D’après les sondages réalisés avant les votations, les femmes se seraient plutôt opposées au projet, tandis que les hommes auraient davantage voté en sa faveur. Il s’agit donc d’un clivage régional, mais également de genre et surtout une preuve supplémentaire que les femmes, encore maintenant, se retrouvent souvent seules dans le combat pour l’égalité. Car, si les porteur·euse·s de ce projet (dont les femmes de droite) se sont caché·e·s derrière le prétexte de l’égalité, iels ne l’ont toujours pas mise en œuvre, alors qu’iels ont la majorité au Parlement depuis toujours.
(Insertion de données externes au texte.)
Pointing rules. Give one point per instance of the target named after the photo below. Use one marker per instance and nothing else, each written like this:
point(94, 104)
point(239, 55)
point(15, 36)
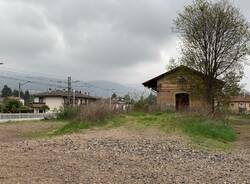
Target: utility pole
point(69, 89)
point(74, 98)
point(19, 87)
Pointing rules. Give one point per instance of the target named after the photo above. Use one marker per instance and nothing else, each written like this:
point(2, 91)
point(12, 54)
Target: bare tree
point(172, 63)
point(215, 37)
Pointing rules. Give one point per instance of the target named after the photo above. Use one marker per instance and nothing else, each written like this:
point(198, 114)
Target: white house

Nous devons donc nous mobiliser plus que jamais et préparer avec fureur le 14 juin 2023.
Mais quelle suite donner à cette gifle pour les femmes ? Perspectives.
Les conséquences de la réforme
1 an de plus pour accéder à la retraite
Le relèvement de l’âge de référence des femmes de 64 à 65 ans sera progressif, à raison de trois mois par année, débutant une année après l’entrée en vigueur de la réforme. Ainsi, si cette dernière entre en vigueur, comme prévu, en 2024, l’âge de référence des femmes sera prolongé pour la première fois de trois mois le 1er janvier 2025 pour celles nées en 1961. L’âge de référence sera donc le même (65 ans) pour les hommes et les femmes à partir de 2028. Afin de maintenir le lien entre AVS et prévoyance professionnelle, ce nouvel âge de référence vaudra aussi bien pour l’un (1er pilier) que pour l’autre (2e pilier).
Mesures compensatoires
La réforme AVS 21 prévoit deux mesures visant à atténuer les effets du relèvement de l’âge de référence pour les femmes de la génération transitoire. La génération transitoire englobe neuf classes d’âge. Si AVS 21 entre en vigueur en 2024, les femmes concernées seront celles nées entre 1961 et 1969. Les femmes de la génération transitoire qui décident de ne pas anticiper leur rente de vieillesse recevront un supplément mensuel de rente AVS à vie, qui correspond au pourcentage d’un supplément de base. Le supplément de base dépend du salaire et équivaut à 160 francs pour un revenu annuel moyen bas (≤ 57 360 francs), 100 francs pour un revenu annuel moyen intermédiaire (de 57 361 à 71 700 francs), 50 francs pour un revenu annuel moyen élevé (≥ 71 701 francs). En fonction de l’âge et du salaire, certaines femmes ne toucheront que 12.- en compensation de la perte de temps de retraite en bonne santé. Le supplément de rente individuel est échelonné en fonction de l’année de naissance.
Quelques autres effets
Avec AVS21 un versement flexible plus important de la retraite est désormais possible. La rente de vieillesse peut être perçue entre 63 et 70 ans pour les hommes et les femmes (celle-ci pouvaient la prendre jusqu’à 62 ans jusqu’à maintenant) ; entre 62 et 70 ans pour les femmes de la génération transitoire. Il sera possible d’anticiper ou d’ajourner une partie de la rente. Les taux de réduction en cas d’anticipation et les taux d’augmentation en cas d’ajournement seront adaptés à l’espérance de vie, et réduits en conséquence. Des réductions moins importantes sont prévues pour les faibles revenus (RAM CHF ≤ 57 360). Ces adaptations sont prévues pour 2027 au plus tôt. Les nouveaux taux ne seront fixés par le Conseil fédéral que peu de temps avant leur introduction.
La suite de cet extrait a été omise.